Dos 6,65 milhões de trabalhadores domésticos do Brasil, só 31% têm carteira assinada. A precarização do trabalho não é coisa só dos tais grotões do Nordeste. É maioria em todas as regiões do Brasil.
Tenho dificuldade em imaginar uma casa de classe média sem filhos que exija mais do que duas visitas semanais da diarista para se manter apresentável e, quem sabe, até com um feijãozinho congelado na geladeira. Chamar uma diarista duas vezes por semana não configura vínculo empregatício e custa cerca de R$ 640 mensais. Achou caro? Chama uma vez só.
Para quem tem filhos a coisa é mais complicada: a pequena dose de independência e de vida externa que nossas mulheres de classe média conquistaram nas últimas décadas devem-se em parte às mulheres mais pobres que ficaram em casa, cuidando dos filhos delas.
Uma empregada que ganha salário mínimo (em São Paulo, R$ 755), que não faz hora extra nem adicional noturno e que recebe R$ 180 mensais de vale transporte (ida e volta de ônibus em São Paulo), R$ 200 de plano de saúde e R$ 250 de auxílio-creche vai custar R$ 1.777 pela nova lei. Três mil é o salário base de um repórter nas melhores redações do país. Para boa parte da classe média, é notável que essa conta não fecha, mas a pergunta é: como fazê-la fechar?

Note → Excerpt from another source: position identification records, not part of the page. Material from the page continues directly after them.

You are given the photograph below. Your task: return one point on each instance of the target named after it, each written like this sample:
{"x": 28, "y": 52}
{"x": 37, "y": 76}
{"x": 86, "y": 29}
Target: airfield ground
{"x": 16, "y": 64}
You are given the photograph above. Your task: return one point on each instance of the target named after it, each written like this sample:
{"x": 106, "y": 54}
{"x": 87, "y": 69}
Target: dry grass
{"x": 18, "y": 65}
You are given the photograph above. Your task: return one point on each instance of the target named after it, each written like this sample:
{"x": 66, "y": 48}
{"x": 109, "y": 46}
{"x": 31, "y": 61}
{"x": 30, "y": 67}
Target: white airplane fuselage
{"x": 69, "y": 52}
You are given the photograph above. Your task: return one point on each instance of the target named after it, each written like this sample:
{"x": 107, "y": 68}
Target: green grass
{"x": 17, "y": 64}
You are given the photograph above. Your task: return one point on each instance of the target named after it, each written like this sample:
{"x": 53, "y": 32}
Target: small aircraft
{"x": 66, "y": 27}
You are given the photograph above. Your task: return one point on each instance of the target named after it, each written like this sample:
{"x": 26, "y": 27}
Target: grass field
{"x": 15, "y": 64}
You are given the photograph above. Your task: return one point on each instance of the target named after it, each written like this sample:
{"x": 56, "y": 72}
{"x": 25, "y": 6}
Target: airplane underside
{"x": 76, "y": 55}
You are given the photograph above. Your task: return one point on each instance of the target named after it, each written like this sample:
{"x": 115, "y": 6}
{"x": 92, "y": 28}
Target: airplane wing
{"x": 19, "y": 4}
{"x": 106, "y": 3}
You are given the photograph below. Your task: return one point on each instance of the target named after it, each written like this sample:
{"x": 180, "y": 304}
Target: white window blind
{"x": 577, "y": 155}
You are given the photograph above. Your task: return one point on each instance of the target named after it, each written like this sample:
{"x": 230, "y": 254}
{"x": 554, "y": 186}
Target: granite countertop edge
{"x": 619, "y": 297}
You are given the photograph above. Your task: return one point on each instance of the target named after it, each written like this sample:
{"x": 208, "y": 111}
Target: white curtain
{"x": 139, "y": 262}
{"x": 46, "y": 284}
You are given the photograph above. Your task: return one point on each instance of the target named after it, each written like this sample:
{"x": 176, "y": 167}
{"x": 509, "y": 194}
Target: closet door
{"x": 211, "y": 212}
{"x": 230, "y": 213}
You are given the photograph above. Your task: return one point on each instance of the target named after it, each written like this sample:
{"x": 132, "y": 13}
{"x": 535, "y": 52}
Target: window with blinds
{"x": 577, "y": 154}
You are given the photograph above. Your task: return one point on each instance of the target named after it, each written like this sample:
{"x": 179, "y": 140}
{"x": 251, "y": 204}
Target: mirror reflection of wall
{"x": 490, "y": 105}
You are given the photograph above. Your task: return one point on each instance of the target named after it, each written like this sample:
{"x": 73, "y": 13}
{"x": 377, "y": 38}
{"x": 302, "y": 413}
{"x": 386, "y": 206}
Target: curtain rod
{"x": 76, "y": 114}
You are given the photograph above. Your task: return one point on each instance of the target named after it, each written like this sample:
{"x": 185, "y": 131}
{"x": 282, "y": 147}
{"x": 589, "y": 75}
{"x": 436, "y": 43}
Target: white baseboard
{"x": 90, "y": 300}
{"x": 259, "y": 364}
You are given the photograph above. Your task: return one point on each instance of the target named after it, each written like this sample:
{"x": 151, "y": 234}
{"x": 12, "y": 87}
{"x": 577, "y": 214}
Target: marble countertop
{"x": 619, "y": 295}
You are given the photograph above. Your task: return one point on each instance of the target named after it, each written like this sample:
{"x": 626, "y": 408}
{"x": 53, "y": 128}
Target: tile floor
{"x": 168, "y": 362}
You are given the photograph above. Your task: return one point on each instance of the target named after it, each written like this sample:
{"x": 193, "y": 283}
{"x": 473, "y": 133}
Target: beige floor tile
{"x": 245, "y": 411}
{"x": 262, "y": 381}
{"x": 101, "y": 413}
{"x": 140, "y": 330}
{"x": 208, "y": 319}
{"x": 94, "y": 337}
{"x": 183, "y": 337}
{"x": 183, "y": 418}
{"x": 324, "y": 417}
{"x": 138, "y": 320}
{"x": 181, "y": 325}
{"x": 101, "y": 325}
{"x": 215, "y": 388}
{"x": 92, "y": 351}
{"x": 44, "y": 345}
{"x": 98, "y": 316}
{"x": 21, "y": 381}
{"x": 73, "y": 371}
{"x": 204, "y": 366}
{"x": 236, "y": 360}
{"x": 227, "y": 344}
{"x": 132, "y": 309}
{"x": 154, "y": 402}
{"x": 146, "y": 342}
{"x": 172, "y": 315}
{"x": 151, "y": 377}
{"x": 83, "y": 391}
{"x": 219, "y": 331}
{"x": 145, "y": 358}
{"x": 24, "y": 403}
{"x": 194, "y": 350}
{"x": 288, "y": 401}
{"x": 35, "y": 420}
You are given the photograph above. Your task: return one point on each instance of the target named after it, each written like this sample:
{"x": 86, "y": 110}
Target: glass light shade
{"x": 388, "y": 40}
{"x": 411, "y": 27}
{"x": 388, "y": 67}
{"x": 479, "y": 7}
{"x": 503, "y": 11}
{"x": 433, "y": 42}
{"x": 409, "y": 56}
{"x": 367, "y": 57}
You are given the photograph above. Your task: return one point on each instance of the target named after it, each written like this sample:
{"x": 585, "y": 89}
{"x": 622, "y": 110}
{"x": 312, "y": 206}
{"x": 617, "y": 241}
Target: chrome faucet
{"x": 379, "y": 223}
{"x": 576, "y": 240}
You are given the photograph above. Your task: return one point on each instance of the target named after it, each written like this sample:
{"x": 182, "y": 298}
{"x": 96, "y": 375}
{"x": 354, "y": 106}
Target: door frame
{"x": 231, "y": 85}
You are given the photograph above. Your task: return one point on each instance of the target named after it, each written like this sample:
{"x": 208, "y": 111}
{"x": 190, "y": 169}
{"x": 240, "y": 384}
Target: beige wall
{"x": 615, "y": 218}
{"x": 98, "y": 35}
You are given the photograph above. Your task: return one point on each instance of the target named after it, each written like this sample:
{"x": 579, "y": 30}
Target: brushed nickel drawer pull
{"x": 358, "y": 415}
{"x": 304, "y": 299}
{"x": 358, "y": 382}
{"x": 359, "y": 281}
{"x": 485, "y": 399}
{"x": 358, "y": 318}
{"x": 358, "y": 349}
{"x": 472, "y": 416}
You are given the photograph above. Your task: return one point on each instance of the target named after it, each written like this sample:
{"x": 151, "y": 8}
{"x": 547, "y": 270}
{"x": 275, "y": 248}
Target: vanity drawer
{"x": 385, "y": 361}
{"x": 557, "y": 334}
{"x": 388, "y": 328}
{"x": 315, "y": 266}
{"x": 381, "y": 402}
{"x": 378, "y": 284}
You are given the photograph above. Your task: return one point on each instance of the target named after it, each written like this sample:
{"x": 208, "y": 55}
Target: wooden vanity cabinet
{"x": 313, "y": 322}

Para uns, a resposta é “contratar” uma empregada mensalista pagando os mesmos R$ 640 que citei aqui como valor de duas diárias semanais de uma faxineira. Os outros – os que me interessam – vão procurar alternativas. E se a gente criasse esquemas de compartilhamento de babás nos condomínios? Melhor ainda: creches comunitárias em que os pais se revezassem no cuidado com as crianças? Que tal se dessa vez nossos perus fossem convocados a resolver o problema?